俺にはそういう感じでしかない[休み]は家事を優先、いや、母の世話を優先させられる日だ。
「ねぇ、これ誰?留衣と芽衣さんと一緒に写ってる人」
G.Wという連休の初日から、俺は家中の掃除をしていた。
前もって何処から始めて終わらせるのか寝ながら考え、休日の食事のメニューを適当に並べてどの日にどの料理を出すか思案もして……主夫のごとく順調に過ごし始めていた。
「どれ?……ってか、勝手に見んな!」
雑巾を片手に開いたままのドアから自分の部屋に顔を出し、デスクに並べてある写真を覗き込み突っついている麻琴から写真を奪うと、麻琴は不機嫌そうな顔をして睨んできた。
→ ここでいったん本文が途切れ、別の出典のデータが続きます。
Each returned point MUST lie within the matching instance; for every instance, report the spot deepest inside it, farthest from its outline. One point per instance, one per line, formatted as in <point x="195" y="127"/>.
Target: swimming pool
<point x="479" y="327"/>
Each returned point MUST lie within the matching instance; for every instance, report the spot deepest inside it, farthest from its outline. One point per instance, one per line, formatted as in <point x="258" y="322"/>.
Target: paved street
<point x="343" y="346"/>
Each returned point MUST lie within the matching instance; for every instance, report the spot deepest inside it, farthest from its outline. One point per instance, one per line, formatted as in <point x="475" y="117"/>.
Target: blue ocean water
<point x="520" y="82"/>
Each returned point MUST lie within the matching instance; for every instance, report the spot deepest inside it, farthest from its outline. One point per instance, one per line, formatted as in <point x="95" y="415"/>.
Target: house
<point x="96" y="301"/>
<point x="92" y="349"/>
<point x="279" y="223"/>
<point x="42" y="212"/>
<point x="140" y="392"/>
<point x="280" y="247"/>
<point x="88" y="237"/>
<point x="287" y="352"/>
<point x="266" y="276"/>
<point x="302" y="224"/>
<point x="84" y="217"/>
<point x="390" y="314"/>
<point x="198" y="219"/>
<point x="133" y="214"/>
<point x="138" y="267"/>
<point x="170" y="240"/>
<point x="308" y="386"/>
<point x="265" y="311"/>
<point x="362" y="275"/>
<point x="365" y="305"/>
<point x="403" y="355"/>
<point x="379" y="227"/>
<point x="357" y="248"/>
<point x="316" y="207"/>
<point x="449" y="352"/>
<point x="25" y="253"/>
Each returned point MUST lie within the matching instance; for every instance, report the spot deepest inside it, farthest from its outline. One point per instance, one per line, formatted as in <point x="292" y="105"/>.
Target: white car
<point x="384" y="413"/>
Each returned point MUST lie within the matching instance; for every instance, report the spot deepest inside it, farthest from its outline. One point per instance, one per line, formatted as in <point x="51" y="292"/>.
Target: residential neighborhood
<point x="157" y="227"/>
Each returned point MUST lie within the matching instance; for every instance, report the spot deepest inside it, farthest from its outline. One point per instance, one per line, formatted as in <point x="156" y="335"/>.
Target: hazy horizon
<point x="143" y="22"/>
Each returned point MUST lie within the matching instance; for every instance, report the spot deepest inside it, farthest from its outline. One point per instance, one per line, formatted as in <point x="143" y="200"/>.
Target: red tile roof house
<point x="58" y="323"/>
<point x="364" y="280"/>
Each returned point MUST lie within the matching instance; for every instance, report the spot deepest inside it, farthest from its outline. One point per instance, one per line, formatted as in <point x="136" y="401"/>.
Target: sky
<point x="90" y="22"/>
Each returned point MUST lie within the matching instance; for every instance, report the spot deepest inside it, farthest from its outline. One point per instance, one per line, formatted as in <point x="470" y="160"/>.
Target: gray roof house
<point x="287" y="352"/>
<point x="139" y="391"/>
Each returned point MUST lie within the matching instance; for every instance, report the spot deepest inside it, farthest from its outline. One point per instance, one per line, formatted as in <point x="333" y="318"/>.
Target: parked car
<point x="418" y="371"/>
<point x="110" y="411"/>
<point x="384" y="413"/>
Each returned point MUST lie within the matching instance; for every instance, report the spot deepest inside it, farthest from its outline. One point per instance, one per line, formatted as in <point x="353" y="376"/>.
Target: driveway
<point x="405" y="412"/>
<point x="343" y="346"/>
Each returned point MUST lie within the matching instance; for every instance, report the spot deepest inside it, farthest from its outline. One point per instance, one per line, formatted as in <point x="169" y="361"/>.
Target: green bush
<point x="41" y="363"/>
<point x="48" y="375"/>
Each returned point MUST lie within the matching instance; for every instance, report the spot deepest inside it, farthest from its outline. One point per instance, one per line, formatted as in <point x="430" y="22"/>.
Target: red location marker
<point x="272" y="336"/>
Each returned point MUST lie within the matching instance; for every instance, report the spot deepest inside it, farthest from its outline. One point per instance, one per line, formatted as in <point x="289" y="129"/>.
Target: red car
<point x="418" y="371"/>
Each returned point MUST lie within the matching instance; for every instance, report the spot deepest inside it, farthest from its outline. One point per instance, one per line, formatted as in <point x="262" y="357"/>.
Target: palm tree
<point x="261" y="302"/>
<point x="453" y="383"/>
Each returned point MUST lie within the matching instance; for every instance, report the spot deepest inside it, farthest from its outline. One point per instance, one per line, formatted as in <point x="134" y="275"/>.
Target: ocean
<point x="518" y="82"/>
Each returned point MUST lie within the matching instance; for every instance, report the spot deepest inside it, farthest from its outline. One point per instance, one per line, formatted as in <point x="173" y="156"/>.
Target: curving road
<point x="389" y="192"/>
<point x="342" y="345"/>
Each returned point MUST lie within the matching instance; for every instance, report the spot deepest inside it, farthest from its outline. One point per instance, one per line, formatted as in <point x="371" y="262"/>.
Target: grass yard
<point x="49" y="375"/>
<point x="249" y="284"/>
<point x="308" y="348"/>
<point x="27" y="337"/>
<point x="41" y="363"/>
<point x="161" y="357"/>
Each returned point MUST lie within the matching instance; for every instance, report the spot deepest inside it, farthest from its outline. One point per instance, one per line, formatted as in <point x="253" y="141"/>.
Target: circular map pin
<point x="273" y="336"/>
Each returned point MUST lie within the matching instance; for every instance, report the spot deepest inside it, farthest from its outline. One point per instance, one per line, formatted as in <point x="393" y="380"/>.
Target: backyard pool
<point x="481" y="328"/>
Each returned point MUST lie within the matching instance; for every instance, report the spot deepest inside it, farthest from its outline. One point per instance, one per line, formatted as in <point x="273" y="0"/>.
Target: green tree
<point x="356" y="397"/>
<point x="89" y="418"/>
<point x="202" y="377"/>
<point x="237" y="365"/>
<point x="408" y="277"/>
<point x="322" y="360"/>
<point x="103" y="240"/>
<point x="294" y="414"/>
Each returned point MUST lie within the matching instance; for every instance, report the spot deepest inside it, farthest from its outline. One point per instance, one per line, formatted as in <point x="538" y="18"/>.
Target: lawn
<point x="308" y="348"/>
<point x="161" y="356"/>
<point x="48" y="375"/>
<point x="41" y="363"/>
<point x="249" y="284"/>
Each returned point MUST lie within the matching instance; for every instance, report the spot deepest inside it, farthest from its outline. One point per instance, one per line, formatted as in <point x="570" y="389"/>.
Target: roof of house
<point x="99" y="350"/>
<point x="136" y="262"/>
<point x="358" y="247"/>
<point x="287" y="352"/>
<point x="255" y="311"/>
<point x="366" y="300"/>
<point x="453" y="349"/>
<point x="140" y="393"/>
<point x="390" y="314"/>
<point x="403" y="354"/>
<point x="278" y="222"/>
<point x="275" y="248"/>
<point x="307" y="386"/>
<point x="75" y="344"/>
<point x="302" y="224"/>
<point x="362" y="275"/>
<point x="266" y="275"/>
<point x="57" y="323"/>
「母の親友の北条雅さん……結婚して、名字変わったけど」
「ふーん……」
ため息を吐きつつ答えてやると今度は興味のない素振りで携帯端末をいじりはじめた。
相手をしてやる気もないので掃除に戻る。
「あと一時間くらいかな……急ごう」
リビングダイニングの床を拭いていると部屋に1人でいることに飽きたのか、麻琴はリビングのソファーにやって来て膝を抱えた。
「ねぇ芽衣さんは何時帰って来るの?」
「……出版社で打ち合わせして、大事な用事を済ませてからだよ。これ三時間前にも言った……公平も彼女とデートでいねぇし、母がいなくちゃここに居てもつまんないだろ、帰れば?」
前日、母は出掛ける用事があると告げると公平は珍しく朝から来ないでいる。
それでも麻琴は朝からやって来て、母と朝食を済ませてからずっと居着いていた。
「俺、買い出しに行かなきゃなんないから、麻琴、もう帰れよ」
再び帰宅を促すと麻琴はぶぅたれた顔で膝を抱えなおした。
雑巾を片付けて買い出しのために冷蔵庫の中身を確認していると「……追い出さなくてもいいじゃない」とボソボソと抗議の声が聞こえた。
麻琴は自宅に居たくないらしく、外出先にウチを選ぶ。
単純に母に会いたいがために来るのだろうけど、来ても特に何かをするでもなく、勉強道具を持ち込んで黙々とやっている時もある。
「なんかー、留衣楽しそうね。何かあるの?」
俺の素っ気ない態度が不満なのか、麻琴はふいに問い掛けてきた。